When it comes to data governance, the study found that 97% of companies with unified data architectures said they were achieving ROI ahead of schedule. For companies without a unified data architecture, that number dropped to 77%. Additionally, 59% of respondents identified data storage, movement, and replication as their largest ongoing AI cost. In contrast, only 25% mentioned infrastructure and computing costs.
“When we ask companies what they are most concerned about, the biggest percentages say that it is storing, moving and replicating data,” Milev said. “This is always a top cost-saving item because it’s hidden. CIOs should really think about this because it’s strictly within their limits.”
Feedback from management supports the data. “We’ve worked to dispose of 99% of legacy and fragmented data. This allows AI to answer questions more clearly and makes the insights of our AI agents more valuable,” Tal Saraf, Atlassian’s senior vice president of engineering and CIO, told The Economist Enterprise.
Although the use of clean data leads to better results, governance is not applied consistently throughout the project lifecycle. Approximately 59% of respondents said they conduct security reviews during development and before deployment, but only 39% continue to do so after the system is in production. One in eight people admit that they only review governance if something goes wrong.
Milev said this manual approach is driven by the way companies have historically deployed other types of enterprise software, which is not a process well-suited for AI.

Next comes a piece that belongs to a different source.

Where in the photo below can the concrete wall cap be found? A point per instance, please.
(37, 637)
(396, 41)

“Companies often approach AI the same way they approach traditional enterprise systems, where they don’t really change when you deploy them. But AI is a constantly evolving technology, and when you use it, the behavior of the AI model can actually change,” he said.

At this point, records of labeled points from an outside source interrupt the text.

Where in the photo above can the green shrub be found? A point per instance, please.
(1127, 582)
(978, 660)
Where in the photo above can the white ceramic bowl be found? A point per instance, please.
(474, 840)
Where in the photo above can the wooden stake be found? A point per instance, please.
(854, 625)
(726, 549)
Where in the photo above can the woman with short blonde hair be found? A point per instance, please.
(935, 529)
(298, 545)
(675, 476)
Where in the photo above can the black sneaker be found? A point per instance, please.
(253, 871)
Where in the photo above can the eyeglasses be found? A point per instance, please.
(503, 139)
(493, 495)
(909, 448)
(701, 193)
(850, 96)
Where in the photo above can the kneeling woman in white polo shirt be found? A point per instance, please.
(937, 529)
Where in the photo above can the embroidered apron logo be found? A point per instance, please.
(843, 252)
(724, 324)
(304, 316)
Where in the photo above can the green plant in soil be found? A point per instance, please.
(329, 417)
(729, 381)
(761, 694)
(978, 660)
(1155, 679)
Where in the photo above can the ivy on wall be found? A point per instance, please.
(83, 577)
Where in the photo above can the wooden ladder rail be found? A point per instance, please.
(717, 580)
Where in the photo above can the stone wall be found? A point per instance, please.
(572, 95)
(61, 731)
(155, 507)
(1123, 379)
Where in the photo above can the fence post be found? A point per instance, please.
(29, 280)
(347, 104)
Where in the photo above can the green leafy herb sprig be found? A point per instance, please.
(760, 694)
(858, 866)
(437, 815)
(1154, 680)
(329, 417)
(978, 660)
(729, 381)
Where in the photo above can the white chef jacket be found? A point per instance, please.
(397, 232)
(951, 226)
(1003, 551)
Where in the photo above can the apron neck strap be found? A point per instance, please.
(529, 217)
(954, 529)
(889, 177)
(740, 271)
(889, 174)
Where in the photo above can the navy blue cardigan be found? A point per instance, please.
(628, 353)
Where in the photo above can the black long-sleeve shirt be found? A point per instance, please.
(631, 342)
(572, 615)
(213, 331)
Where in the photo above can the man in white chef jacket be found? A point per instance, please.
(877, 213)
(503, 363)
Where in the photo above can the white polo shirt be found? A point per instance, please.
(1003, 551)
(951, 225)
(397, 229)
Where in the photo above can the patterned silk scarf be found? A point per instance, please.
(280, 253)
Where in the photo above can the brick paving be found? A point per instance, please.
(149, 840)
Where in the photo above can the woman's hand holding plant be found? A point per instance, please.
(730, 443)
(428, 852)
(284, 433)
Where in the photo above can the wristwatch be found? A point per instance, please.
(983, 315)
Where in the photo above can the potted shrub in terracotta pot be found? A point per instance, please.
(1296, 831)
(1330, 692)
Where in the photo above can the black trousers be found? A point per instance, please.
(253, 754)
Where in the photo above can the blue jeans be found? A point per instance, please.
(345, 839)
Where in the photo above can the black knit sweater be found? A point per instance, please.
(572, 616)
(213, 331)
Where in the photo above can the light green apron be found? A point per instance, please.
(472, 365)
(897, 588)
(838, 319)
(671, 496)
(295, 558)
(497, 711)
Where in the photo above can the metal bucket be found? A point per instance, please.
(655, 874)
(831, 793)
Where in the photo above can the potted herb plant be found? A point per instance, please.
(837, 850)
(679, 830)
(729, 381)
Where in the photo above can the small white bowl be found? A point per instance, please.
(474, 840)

Governance around agents is also a patchwork system that companies are beginning to consider. Three out of five leading AI adopters say autonomous agents are now doing the actual work, but less than half have mandated a formal governance framework.
The report identified what it calls the “deadly triad” of agent security risks: agents have access to untrusted external content, sensitive corporate data, and external communication capabilities. This creates problems because large language models cannot distinguish between underlying data and instructions, leaving them vulnerable to malicious commands hidden in the text.

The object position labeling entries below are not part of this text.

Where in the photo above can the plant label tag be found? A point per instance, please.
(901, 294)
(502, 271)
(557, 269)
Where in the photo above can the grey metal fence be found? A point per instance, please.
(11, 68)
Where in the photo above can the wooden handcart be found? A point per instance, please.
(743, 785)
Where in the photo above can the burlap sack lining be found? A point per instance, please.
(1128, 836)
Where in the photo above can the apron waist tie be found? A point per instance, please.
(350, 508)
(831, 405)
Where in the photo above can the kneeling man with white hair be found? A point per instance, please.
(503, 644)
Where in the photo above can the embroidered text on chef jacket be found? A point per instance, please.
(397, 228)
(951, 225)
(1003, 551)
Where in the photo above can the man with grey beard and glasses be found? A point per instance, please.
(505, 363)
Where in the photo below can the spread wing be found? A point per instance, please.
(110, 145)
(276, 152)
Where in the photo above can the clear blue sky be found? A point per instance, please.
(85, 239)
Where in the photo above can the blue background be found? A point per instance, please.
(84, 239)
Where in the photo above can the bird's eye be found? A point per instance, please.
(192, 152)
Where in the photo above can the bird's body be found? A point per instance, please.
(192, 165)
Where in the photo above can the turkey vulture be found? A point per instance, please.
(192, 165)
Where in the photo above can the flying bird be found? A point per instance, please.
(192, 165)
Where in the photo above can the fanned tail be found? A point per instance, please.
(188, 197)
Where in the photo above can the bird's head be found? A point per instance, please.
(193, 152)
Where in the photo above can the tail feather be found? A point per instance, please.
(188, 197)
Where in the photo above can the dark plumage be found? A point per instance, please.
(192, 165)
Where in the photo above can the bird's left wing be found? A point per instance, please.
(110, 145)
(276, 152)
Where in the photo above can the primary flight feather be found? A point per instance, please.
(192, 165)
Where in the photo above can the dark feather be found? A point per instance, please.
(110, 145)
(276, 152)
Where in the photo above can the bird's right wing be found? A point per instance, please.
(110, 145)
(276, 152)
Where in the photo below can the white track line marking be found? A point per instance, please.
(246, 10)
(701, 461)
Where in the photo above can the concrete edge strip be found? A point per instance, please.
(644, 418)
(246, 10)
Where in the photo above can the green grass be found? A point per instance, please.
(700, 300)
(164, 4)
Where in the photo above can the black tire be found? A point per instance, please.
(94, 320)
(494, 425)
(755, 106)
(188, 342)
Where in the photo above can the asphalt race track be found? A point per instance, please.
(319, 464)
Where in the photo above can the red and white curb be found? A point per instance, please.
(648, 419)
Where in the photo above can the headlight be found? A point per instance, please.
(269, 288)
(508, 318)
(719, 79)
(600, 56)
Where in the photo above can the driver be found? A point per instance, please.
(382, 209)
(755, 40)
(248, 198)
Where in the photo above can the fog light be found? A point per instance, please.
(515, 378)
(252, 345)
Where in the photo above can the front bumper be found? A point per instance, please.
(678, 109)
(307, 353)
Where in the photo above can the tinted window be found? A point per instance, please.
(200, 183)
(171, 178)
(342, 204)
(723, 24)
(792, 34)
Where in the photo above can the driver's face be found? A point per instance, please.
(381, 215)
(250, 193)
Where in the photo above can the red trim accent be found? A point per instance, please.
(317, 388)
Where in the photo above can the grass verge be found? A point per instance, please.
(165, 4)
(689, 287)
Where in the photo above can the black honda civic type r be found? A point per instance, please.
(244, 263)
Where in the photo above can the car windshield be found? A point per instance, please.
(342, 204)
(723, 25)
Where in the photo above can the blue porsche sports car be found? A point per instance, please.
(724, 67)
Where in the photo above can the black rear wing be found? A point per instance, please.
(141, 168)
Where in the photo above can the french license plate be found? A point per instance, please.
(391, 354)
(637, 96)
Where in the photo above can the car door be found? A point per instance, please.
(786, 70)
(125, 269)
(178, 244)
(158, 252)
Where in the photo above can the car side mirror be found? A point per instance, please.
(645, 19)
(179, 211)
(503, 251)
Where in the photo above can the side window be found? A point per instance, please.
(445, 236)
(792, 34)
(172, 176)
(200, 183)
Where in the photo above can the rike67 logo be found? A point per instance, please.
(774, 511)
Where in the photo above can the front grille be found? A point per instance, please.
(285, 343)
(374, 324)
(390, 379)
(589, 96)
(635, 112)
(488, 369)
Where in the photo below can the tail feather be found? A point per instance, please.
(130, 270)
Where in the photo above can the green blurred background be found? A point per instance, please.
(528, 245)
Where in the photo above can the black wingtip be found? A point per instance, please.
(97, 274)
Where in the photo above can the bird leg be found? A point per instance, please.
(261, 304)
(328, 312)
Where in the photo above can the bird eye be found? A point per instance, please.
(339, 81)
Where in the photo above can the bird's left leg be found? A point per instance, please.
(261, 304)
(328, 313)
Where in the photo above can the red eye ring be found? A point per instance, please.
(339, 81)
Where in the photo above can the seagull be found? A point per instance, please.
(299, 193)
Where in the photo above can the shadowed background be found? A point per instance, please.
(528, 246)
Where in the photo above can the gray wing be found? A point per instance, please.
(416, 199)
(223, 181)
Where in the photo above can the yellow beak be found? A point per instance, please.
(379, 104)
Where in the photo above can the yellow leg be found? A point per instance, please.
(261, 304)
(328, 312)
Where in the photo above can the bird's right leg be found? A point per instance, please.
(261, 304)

“It gets to the heart of what agents need to work well and what makes them a risk,” Milev said. “You need to be able to connect to other enterprise systems and access a wide range of data, but you also need to be able to spy on the web. And the convergence of these two realities isn’t always pretty.”
He said major companies are building systems to avoid this risk, including implementing AI gateways, giving business owners kill switch privileges, and giving monitoring agents authority over other agents.
What was consistent across the interviews, although not fully captured in the survey data, was the question of how culture determines the success of AI projects, Milev said.
The report states that task-level job redesign, meaningful training, and appropriate incentives are more important than increasing the sophistication of AI systems. At the same time, half of respondents said human review is the highest ongoing AI cost, while only 4% said upskilling employees is a significant expense.
“You can have the processes in place and get the technology right, but without getting the culture right, it’s not enough,” Chas Murphy, Disney’s senior vice president of direct-to-consumer data and analytics, said in the report.